Wednesday, August 24, 2011

What is a Socratic Seminar?

A Socratic Seminar is a method of engaging a group of people in a quest for deeper learning and deeper understanding through the use of civil discourse and dialogue.

Some of the characteristics of a Socratic Seminar are that the participants sit in a circle, so that they can see each other and talk to each other. The instructor is less an instructor and more of a facilitator. I will say more about this later. Another characteristic is that the participants do not raise their hands to speak but wait their turn to speak and allow each other a space in which to speak. One last characteristic, although there are more, is that the dialogue centers around a text. A seminar is not a wide open forum or bull session, a place for the free expression of any opinion that pops into anyone's head. The dialogue has to be focused on the text. Comments made are grounded in the text.

The teacher/facilitator does not participate in the dialogue. He keeps his thoughts to himself. Instead he uses questions to stimulate thinking--inviting others into the dialogue by asking them if they agree or disagree, asking questions challenging participants to clarify what they have already said, and directing participants to support their statements with references to the text. The participants may or may not have an objective for engaging in the seminar, but either way, it is the facilitator's duty to help them get where they are going.

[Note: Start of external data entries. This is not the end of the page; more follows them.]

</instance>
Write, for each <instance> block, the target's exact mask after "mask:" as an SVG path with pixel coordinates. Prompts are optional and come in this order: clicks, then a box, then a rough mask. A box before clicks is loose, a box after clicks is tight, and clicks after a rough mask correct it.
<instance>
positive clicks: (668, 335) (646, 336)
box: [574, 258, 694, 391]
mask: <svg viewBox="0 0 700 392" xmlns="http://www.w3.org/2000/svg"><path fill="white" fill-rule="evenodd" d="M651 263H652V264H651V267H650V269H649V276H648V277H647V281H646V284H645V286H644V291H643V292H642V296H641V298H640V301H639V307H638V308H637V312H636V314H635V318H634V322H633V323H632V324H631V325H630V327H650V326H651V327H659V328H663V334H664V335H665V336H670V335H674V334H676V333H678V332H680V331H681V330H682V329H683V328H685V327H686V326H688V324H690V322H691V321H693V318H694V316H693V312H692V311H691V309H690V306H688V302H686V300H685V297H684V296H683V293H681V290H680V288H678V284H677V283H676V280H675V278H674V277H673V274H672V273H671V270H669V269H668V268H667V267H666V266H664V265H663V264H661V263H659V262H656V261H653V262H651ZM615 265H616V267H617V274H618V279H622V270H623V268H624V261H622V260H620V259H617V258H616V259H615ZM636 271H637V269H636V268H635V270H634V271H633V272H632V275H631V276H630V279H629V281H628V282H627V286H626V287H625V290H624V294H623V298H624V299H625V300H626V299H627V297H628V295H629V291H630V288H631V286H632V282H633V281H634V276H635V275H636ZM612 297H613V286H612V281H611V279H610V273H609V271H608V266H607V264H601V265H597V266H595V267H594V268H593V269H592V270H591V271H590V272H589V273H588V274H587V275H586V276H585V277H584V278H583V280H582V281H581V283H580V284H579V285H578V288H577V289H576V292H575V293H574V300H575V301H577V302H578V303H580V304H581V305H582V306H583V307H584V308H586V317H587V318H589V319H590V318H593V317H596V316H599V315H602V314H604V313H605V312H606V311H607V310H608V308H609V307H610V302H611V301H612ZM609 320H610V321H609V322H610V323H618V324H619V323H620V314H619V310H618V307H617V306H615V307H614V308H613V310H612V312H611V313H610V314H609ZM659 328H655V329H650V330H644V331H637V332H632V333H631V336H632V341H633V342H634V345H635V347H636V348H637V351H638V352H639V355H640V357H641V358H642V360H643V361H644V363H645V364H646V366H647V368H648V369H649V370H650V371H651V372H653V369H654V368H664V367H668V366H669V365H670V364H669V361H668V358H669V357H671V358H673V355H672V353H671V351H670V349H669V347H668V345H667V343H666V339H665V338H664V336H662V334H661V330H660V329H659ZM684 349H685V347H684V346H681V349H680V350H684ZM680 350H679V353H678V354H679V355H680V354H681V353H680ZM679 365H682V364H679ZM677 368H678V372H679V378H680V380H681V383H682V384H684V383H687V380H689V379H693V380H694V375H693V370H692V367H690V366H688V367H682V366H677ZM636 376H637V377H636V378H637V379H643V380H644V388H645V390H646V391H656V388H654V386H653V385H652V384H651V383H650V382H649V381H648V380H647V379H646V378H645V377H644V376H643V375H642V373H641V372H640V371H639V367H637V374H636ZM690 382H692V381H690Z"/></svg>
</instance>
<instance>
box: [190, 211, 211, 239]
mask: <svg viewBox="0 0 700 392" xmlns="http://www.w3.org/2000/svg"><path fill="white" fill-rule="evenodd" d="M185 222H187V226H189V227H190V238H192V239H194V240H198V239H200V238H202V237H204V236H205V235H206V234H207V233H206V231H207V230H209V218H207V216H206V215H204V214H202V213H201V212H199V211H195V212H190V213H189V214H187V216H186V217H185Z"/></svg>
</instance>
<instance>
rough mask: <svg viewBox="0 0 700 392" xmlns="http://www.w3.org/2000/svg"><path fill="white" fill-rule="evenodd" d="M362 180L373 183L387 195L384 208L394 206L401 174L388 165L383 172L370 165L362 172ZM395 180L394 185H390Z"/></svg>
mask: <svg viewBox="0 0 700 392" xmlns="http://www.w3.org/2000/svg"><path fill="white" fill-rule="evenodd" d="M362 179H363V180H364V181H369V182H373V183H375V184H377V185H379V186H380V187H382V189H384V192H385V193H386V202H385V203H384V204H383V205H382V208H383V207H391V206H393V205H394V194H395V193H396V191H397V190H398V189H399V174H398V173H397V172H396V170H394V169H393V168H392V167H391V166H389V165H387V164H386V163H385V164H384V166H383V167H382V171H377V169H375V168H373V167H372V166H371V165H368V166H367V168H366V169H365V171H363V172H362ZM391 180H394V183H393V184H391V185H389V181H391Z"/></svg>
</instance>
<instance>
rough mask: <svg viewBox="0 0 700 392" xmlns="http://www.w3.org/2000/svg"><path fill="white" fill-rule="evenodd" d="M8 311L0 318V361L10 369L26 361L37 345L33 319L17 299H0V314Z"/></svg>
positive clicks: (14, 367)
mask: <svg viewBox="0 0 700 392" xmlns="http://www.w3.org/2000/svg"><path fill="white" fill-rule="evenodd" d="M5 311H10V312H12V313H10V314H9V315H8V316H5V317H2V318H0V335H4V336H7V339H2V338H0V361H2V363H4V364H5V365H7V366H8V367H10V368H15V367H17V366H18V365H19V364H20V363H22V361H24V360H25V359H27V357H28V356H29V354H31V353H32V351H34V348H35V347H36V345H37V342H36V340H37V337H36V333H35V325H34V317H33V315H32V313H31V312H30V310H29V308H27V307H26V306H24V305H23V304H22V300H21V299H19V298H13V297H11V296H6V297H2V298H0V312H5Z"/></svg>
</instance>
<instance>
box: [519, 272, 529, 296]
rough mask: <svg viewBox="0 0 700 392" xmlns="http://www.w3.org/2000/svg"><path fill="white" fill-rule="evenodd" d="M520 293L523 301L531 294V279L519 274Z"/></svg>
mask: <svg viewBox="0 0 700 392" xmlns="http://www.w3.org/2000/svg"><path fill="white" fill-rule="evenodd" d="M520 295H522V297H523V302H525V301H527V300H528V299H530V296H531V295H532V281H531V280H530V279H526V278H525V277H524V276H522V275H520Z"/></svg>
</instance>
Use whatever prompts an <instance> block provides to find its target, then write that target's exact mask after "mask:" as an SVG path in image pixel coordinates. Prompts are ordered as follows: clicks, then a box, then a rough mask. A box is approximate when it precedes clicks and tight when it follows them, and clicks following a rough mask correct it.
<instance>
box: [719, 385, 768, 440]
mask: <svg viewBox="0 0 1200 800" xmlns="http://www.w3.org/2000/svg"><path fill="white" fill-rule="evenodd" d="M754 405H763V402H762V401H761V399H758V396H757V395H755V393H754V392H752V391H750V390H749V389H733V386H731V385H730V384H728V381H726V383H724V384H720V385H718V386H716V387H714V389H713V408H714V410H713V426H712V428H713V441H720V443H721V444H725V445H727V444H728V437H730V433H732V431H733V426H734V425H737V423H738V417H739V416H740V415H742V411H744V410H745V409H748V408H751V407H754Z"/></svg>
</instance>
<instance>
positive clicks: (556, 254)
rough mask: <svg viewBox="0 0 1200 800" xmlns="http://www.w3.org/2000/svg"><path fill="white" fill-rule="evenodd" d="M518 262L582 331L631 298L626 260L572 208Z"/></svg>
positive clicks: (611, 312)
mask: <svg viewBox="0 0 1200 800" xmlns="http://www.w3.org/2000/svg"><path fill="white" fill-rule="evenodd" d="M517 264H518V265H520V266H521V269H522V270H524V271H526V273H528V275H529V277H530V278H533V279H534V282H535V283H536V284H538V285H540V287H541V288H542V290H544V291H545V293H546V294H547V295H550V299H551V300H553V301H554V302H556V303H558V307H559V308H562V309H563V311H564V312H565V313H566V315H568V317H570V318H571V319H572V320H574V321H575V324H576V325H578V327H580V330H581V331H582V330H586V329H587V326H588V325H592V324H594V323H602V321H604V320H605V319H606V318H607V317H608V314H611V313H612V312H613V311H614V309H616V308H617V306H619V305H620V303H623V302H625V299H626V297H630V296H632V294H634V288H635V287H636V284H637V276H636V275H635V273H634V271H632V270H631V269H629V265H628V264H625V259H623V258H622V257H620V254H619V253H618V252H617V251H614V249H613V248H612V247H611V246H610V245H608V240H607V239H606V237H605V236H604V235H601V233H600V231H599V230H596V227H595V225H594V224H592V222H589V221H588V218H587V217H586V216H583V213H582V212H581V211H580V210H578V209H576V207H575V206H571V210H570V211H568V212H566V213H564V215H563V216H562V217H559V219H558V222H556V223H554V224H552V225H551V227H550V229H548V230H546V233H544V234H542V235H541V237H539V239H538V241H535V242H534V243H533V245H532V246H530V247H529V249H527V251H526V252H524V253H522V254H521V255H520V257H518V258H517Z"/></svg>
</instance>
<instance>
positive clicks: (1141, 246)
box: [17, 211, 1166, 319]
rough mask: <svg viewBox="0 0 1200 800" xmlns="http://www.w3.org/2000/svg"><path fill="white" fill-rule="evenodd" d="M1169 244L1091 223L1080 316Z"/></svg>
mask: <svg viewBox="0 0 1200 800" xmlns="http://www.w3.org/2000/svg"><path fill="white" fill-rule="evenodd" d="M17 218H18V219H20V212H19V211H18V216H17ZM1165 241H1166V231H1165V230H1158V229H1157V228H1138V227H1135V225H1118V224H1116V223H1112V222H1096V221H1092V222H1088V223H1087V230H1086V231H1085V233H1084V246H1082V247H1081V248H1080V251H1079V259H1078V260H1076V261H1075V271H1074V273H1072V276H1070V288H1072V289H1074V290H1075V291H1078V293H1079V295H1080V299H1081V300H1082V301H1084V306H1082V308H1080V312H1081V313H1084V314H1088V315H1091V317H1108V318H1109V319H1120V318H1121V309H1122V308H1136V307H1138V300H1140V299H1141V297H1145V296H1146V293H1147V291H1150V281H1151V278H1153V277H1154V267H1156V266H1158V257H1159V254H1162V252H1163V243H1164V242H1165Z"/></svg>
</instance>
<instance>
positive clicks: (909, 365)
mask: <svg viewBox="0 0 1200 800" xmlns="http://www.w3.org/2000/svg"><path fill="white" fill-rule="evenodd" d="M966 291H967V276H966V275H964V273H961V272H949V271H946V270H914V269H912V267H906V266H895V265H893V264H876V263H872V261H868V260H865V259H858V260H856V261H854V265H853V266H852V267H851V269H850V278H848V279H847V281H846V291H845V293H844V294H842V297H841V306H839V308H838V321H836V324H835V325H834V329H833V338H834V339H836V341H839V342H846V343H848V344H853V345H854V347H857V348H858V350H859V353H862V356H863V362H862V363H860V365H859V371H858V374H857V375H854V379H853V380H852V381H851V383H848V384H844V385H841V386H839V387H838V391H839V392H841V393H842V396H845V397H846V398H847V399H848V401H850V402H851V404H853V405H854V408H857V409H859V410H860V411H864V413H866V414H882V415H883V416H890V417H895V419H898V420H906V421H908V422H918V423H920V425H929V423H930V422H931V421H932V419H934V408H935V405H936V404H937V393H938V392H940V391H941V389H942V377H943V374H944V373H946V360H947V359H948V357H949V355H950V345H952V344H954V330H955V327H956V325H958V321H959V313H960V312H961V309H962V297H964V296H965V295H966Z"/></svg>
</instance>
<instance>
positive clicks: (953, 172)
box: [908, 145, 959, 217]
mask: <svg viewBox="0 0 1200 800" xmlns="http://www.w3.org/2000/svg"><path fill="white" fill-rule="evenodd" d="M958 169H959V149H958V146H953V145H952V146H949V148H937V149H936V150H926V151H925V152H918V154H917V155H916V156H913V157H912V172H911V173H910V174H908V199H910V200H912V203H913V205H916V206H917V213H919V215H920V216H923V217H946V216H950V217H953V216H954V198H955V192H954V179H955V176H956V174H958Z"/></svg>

A teacher in a workshop once said to me, "But you can't do a seminar every day." I couldn't agree more. In fact, if a teacher has one method that he uses every day, then that teacher is definitely not doing a good job teaching. Period. No, you can't use seminars every day and you should not. But knowing how to do a Socratic Seminar is one excellent tool that every teacher can use once a week or once every two weeks--at any opportunity to get students to engage in deeper learning and higher order thinking.